Biggest Marsden funding boost yet for Otago uni researchers

Associate Prof Sian Halcrow (left) and research associate Dr Melanie Miller at the University of Otago anatomy department. Photo: Gregor Richardson
Associate Prof Sian Halcrow (left) and research associate Dr Melanie Miller at the University of Otago anatomy department. Photo: Gregor Richardson
University of Otago researchers are celebrating after gaining $28.5million in the latest Marsden Fund round.

It is the university's greatest success in this highly competitive grant process.

This year, Otago researchers were funded for 41 research projects, including $300,000 Fast Start grants for early-career researchers, well up on Otago's $24million for 33 projects last year.
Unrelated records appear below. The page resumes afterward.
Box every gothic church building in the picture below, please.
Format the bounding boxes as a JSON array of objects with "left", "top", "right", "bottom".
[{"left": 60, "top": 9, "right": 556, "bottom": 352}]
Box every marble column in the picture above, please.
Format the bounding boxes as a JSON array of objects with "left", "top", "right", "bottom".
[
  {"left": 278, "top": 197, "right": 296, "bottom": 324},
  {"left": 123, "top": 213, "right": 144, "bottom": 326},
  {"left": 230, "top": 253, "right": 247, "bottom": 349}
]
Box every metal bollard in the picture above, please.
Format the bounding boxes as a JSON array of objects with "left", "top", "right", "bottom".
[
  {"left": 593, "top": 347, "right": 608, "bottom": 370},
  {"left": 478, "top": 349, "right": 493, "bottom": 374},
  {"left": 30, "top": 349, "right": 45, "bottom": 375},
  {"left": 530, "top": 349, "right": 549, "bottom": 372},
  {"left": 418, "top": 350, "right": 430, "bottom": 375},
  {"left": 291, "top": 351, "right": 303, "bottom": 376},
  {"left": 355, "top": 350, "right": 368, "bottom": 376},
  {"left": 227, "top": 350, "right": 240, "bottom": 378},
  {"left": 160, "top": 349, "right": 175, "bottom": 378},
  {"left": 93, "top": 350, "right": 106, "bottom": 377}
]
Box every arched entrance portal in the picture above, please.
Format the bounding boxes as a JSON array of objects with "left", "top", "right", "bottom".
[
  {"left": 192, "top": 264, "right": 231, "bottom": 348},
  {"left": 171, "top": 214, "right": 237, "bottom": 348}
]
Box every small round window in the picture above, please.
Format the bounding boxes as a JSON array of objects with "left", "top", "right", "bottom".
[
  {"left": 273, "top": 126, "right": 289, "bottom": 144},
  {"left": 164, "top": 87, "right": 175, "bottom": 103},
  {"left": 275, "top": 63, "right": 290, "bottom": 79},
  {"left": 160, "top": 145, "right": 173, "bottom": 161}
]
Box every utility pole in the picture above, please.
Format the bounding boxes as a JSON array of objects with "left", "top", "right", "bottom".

Associate Prof Sian Halcrow, of the anatomy department, was yesterday ''very, very happy'' to receive $826,000, over three years, to study the ''impacts of social inequality on human health in ancient China''.

The funding would meet overall costs and support the work of associate investigator Dr Melanie Miller, Prof Halcrow said.

The study covered the period 5000BC to AD2020 and was the ''first New Zealand-run bioarchaeological project in China''.

The Otago researchers would work closely with Chinese and other international colleagues to assess health and diet in large skeletal samples.

Social inequality had ''significant repercussions'' for nearly half the world's population who now lived in poverty, ''affecting women and children most severely''.

The overall funded Otago research was broad and varied.

Vice-chancellor Harlene Hayne will receive $827,000 to investigate how judicial instructions and questions influence jurors.

The project aims to develop better processes to help juries evaluate the evidence before them, and to use that evidence to reach a just verdict.

Palaeontologist Prof Ewan Fordyce, of the geology department, received $928,000 to investigate a ''global dark age'' in whale evolution, 23-20 million years ago, about which little was known.

South Island fieldwork had recovered unprepared whale fossils of the right age and investigations would be made, he said.